A medida que vamos «creciendo» en esto del vino, como en todo, vamos perdiendo cierta frescura original, y nos volvemos más «científicos». Por suerte, todo pasa y esta locura de querer descubrir si el aroma es a ciruelas frescas, maduras o pasas, se termina traduciendo en «que suave aroma a frutos rojos que armonizan con la confitura y la madera».
Es que llega un punto en el que creemos que disfrutar un vino pasa por conocer la composición fisico-química del mismo y pasar la bebida por un cromatógrafo gaseoso para saber si la acidez está o no corregida con ácido tartárico.

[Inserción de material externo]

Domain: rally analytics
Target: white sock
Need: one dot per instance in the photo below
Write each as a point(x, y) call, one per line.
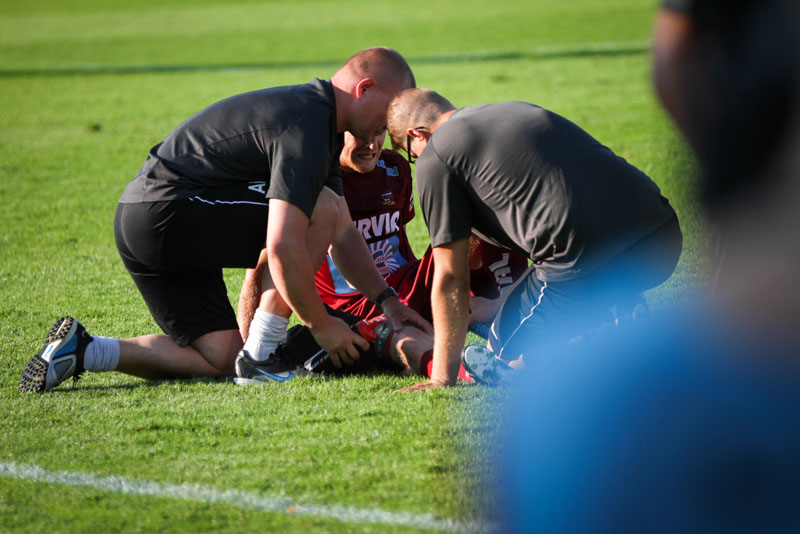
point(102, 354)
point(267, 331)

En este punto, lo primero que hago es anotar lo que veo y lo que percibo. Después de verlo, olerlo y saborearlo, de alguna manera terminaré en un «pasa-no pasa» para mi gusto; lo que sería ese famoso «che, rico vino, eh» que decíamos cuando no diferenciábamos un blanco de un tinto.
Y de a poco vamos desviando esa «malformación» hacia otras cosas: el té, el café, las frutas mismas. Nos vemos parados en una verdulería oliendo frutas y el verdulero a punto de llamar al psiquiátrico para que nos vengan a buscar. Por alguna extraña razón, dejamos de pensar en cosas aisladas y comenzamos a ver una cena como un combo. Esto iría bien con aquello, y así seguimos.
Y un buen día te encontrás abriendo más de un vino para más de una comida en la misma cena. Y lo hacés porque ya te diste cuenta de que a algo picante no le podés poner un Cabernet Sauvignon, o que a la torta de crema la tendrás que pasar con un blanco tardío.
Y sin darte cuenta, estás haciendo cada vez más seguido una «cena de gala» para compartir con tu gente más querida y pasaste de mirar al vino y a la comida como meros objetos; siendo ya una expericencia doblemente placentera, en amores y en sabores.
Y ya las etiqutetas te preocupan menos, y el «aroma a cassis maduro» menos aún, porque simplemente has transformado el mecanicismo que resuelve una máquina, en una forma de vida.